The huge bronze doors of the triple portal are framed in a Tuscan order with paired columns. The vertical elements of this classic base are carried upward to the three arched windows in contrasting rusticated pilasters, which recalls in design, the delicate craftsmanship of fine silversmiths. The great bronze doors were cast from original designs of the architect. Thomas Kimball. The casting of the doors was done in Boston, Massachusetts. They are marked by an absence of low relief work often found in bronze doors, and by the grill work above, really a part of the design of the doors.
Also on the west facade, in two lower niches are four foot statues representing Saints Isidore and Juan Diego. The former, a twelfth-century Spanish farmer, is the patron of the agricultural workers. Hard working, poor, yet generous, he is shown with his spade. It is said that angels helped him with his plowing so that he would have time for his devotions. Juan Diego, also a laborer, was a Chichimeca Indian who was walking to Mass when the Virgin Mary appeared before him in December 1531. Despite the cold, his coarse cloak, or tilma, was filled with fragrant roses and imprinted with the image of Our Lady of Guadalupe as proof of the miracle for his bishop. A basilica was built in her honor at the site of the vision, in present-day Mexico City.
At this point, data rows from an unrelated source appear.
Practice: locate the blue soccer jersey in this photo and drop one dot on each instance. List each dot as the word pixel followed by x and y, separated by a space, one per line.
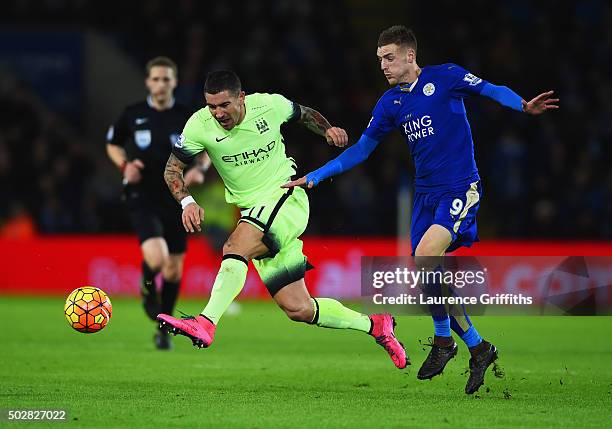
pixel 431 116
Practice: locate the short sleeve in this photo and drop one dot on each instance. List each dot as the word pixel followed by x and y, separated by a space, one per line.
pixel 118 133
pixel 288 110
pixel 380 124
pixel 190 143
pixel 462 82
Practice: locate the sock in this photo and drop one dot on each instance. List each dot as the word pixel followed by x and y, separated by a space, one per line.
pixel 329 313
pixel 168 296
pixel 228 284
pixel 441 326
pixel 462 325
pixel 148 278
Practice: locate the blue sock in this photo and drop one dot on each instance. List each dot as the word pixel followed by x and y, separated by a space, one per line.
pixel 442 326
pixel 471 337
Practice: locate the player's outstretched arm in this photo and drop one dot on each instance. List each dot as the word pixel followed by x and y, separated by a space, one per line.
pixel 352 156
pixel 506 97
pixel 317 123
pixel 540 104
pixel 193 214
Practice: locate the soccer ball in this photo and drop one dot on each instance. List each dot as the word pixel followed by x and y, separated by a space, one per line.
pixel 88 309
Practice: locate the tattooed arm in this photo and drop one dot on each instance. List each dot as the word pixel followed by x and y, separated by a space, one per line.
pixel 317 123
pixel 193 214
pixel 174 178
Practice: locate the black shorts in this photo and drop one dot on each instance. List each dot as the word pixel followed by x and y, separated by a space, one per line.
pixel 162 222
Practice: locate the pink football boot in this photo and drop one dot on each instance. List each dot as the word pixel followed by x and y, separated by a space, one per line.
pixel 198 328
pixel 382 331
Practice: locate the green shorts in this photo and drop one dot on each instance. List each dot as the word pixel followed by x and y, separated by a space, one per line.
pixel 282 221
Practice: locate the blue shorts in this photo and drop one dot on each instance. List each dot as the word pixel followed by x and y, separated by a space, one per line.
pixel 454 208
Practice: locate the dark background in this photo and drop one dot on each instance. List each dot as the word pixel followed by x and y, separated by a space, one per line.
pixel 544 177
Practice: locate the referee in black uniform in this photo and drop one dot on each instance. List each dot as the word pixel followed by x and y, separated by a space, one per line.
pixel 139 144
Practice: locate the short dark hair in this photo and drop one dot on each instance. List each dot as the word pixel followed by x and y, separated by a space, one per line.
pixel 161 62
pixel 398 34
pixel 222 80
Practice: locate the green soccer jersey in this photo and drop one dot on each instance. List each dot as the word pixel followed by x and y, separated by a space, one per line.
pixel 250 158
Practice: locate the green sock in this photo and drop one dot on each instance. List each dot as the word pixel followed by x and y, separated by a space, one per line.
pixel 332 314
pixel 228 284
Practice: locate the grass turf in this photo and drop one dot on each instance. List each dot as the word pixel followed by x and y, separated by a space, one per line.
pixel 265 371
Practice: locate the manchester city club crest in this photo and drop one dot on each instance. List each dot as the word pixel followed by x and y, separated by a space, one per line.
pixel 262 125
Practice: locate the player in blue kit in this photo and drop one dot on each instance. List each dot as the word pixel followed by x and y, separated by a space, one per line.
pixel 426 106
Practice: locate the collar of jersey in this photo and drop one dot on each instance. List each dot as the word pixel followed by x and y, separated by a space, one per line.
pixel 408 87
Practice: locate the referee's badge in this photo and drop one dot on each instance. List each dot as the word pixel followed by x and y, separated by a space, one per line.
pixel 142 138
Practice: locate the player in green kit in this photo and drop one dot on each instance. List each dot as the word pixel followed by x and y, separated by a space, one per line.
pixel 241 134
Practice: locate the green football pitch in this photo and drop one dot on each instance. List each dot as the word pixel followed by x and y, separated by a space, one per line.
pixel 264 371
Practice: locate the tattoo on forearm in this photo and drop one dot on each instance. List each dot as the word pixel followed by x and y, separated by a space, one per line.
pixel 173 174
pixel 313 120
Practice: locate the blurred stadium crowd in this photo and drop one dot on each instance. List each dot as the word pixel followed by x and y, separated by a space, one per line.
pixel 546 177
Our Lady of Guadalupe is patron of the Americas. The figures were chosen to represent the people of God in Nebraska and to recognize the contributions of Hispanic immigrants to the archdiocese.
The eye moves easily upward to the rose window, hanging like a jeweled pendant on the breast of the cathedral and upwards again to the baroque scrolls of the nave gable.
Reaching some two hundred twenty-two feet in the air, the tower completions were done by the Mainelli Construction Company at a cost of $135,000.
The towers are each crowned with a six-foot six hundred pound bronze cross and together, with the cross on the ridge of the center nave, form a completed "Trinity" - The Father, The Son, and The Holy Spirit. The south tower holds three cast bronze swinging bells weighing over six thousand six hundred pounds.